En otro de Patricia:
Es hora de convencer a todos quienes participarán en las asambleas de la fortaleza de nuestra identidad y de nuestra propuesta, que no es otra que la que se encuentra respaldada en la pasada elección federal por más de un millón de votantes.
Y en respuesta ellos mandaron en donde argumentan que cambiar las preferencias de los votantes es quitar "la representatividad legítima":
Ahora pretenden ella y su equipo ir en busca de lo que no fueron capaces de construir desde la etapa de pre-registro. Su discurso se centra en "intentemos quitarle a las otras expresiones la representatividad legítima que construyeron, con las reglas que nosotros aprobamos", para intentar ganarles.
iii) El limitado ideario político de Begné creo que puede ser resumido como "neoliberalismo (o tal vez neolibertarianismo) priísta". El caracter neoliberal está en una interpretación particular de las personas como individuos con derechos en oposición al Estado por definición autoritario.
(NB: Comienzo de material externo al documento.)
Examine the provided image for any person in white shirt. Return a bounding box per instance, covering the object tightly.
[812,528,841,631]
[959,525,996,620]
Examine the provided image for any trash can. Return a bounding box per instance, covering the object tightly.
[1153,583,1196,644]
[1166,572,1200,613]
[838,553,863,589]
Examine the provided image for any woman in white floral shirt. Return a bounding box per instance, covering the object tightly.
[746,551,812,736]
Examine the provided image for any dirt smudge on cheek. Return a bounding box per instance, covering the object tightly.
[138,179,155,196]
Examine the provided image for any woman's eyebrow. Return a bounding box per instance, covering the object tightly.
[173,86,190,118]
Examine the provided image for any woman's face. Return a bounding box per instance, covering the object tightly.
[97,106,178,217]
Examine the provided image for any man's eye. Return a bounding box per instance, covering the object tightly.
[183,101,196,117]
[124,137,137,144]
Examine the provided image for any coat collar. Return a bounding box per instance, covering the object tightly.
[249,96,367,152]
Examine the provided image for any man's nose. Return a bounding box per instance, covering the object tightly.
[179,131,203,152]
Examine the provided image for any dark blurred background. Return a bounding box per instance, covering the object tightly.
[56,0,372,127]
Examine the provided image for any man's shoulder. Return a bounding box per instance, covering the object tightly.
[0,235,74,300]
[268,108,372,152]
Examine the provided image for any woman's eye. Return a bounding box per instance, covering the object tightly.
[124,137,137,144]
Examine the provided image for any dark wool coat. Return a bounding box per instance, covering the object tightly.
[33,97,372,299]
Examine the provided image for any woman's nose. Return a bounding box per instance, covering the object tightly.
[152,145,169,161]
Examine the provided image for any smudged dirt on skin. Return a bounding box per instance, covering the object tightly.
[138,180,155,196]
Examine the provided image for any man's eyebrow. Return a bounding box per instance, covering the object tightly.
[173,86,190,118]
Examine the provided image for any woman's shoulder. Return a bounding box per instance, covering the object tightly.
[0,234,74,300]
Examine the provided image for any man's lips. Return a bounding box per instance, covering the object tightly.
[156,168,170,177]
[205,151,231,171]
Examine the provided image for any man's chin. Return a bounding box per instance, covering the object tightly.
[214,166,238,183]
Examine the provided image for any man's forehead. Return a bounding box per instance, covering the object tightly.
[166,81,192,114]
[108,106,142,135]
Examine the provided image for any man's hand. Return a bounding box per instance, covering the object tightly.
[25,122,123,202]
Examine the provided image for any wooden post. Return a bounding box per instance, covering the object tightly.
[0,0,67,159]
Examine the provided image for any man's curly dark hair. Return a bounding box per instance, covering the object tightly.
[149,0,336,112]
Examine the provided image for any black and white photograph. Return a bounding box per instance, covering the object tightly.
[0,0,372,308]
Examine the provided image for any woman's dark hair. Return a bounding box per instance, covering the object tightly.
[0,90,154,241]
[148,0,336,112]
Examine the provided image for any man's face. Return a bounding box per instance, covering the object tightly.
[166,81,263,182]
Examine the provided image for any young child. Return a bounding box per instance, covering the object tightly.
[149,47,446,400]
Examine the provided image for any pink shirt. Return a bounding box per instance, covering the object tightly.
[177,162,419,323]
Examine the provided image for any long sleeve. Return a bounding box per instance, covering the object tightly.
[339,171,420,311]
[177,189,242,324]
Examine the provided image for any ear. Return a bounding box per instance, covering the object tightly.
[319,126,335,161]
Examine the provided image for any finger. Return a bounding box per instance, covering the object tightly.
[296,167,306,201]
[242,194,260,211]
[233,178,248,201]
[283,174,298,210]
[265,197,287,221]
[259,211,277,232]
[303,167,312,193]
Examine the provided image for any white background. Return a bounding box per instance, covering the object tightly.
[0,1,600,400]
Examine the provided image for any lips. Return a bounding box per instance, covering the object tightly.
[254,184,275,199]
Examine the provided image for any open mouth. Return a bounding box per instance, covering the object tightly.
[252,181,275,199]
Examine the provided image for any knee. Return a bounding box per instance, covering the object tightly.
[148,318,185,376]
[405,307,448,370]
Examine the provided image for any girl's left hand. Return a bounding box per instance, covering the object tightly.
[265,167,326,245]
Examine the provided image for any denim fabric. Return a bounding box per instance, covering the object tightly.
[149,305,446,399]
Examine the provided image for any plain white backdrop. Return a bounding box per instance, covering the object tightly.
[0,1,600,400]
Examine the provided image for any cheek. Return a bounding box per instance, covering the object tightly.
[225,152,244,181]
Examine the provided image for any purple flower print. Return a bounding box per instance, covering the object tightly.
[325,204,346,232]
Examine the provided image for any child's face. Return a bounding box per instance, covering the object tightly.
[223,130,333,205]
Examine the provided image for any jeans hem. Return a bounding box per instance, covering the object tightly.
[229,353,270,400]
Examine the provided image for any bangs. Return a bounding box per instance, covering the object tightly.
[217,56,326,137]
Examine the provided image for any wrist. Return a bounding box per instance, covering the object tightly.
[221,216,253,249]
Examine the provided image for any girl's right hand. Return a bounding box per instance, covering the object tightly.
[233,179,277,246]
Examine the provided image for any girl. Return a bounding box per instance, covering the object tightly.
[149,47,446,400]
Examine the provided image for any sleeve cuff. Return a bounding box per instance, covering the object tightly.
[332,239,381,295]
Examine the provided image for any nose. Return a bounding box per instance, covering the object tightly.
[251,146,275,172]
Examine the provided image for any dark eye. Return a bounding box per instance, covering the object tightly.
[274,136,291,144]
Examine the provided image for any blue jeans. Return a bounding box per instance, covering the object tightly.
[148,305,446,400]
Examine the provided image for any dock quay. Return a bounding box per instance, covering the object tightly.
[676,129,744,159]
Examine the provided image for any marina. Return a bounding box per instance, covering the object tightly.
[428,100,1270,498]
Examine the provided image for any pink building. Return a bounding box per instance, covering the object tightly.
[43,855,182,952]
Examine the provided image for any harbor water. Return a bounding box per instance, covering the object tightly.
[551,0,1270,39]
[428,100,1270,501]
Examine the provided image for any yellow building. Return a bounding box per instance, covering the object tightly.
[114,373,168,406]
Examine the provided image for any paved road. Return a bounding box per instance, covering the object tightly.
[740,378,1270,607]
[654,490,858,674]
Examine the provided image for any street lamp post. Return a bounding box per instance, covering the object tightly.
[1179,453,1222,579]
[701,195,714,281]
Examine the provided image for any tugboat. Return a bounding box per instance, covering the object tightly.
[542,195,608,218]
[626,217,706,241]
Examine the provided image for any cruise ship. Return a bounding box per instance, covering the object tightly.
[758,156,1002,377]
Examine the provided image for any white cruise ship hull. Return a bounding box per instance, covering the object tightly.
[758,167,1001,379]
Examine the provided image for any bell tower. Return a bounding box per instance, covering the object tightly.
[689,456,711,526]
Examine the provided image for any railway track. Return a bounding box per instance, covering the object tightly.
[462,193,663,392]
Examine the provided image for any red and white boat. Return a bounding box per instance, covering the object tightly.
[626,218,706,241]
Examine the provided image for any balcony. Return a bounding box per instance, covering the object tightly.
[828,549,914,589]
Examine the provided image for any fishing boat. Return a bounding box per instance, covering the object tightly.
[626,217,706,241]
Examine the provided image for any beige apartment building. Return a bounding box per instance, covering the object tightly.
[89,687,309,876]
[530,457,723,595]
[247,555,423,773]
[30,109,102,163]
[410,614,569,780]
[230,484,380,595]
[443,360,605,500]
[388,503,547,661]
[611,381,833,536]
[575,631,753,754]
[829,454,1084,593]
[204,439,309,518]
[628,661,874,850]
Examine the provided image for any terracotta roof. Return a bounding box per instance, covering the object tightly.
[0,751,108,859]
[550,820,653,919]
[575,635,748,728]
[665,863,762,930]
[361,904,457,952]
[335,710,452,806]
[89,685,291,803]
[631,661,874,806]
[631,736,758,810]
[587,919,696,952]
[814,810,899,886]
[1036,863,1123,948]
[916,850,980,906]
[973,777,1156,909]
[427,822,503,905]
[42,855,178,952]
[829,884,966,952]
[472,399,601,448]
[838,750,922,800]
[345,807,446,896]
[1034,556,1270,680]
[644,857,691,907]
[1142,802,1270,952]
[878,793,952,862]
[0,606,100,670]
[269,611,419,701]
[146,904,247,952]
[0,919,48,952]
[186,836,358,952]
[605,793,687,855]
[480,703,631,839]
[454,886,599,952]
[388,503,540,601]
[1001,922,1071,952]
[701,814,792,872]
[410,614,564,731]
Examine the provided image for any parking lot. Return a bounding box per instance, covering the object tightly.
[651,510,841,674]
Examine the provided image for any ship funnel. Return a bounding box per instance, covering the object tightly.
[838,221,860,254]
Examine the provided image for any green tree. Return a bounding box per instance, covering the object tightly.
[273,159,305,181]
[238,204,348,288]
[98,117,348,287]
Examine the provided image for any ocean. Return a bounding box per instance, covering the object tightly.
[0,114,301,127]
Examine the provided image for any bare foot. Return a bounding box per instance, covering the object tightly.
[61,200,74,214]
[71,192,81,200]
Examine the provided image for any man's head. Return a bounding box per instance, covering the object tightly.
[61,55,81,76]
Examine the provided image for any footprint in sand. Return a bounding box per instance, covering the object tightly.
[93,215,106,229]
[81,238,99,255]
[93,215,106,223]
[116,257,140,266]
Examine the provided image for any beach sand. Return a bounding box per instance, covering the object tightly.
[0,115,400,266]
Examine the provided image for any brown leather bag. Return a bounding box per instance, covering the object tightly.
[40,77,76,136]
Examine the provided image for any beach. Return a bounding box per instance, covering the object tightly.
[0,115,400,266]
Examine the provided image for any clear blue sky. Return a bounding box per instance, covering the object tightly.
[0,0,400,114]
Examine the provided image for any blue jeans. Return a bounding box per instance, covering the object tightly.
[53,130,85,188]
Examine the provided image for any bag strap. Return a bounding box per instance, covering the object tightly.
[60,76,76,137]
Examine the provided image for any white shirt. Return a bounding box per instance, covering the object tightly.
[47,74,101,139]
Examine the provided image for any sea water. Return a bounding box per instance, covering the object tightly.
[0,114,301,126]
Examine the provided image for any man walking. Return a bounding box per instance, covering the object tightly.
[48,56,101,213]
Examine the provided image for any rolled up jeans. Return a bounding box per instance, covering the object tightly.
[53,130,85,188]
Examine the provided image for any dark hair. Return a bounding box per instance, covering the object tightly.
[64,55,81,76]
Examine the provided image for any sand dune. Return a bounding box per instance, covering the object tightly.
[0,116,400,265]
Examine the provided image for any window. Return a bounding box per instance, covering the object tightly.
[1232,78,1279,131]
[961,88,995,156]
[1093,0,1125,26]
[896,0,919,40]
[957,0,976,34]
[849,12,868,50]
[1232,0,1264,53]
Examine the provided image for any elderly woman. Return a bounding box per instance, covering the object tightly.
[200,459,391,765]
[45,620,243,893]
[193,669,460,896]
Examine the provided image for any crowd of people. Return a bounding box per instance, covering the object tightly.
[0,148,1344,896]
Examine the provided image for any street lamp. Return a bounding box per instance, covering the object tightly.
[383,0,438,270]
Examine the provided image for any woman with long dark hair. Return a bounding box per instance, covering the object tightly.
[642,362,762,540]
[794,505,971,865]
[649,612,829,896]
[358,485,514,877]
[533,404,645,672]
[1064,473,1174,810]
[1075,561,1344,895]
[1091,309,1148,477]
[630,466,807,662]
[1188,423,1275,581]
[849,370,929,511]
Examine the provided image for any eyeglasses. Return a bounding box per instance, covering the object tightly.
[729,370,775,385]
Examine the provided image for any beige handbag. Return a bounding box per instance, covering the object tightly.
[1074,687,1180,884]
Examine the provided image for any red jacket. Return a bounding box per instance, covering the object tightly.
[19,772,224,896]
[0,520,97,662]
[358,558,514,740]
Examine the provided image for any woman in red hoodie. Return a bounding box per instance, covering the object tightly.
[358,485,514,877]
El cuál queda expresado en este video que hicieron sin consultar a nadie Begné y supongo Tere Vale. En donde "la propuesta socialdemócrata" es "menos trámites" (en serio que horror), y donde ya sabían que cambiarían el nombre y logo del partido (¿como lo sabían si todavía no acababa el proceso interno?).
Lo de priísmo creo que aunque es evidente en los métodos y prácticas descritos antes es vuelto a poner en evidencia en la "opinión" que emitió el PSD sobre la reforma petrolera. Dicha opinión casualmente no toca para nada el tema del sindicato de Pemex, cuando en campaña uno de los 10 puntos de la reforma petrolera de Patricia fue transparentar el sindicato de Pemex:
El combate a la corrupción dentro de PEMEX es fundamental. En particular se tienen que transparentar los recursos otorgados directamente al STPRM y sin duda reforzar las licitaciones públicas
Insisto e insistiré. Reducir el conflicto de Alternativa a un conflicto personal, es perder la oportunidad de aprender algo de una experiencia que de algo puede servir para seguir tratando de construir un futuro diferente.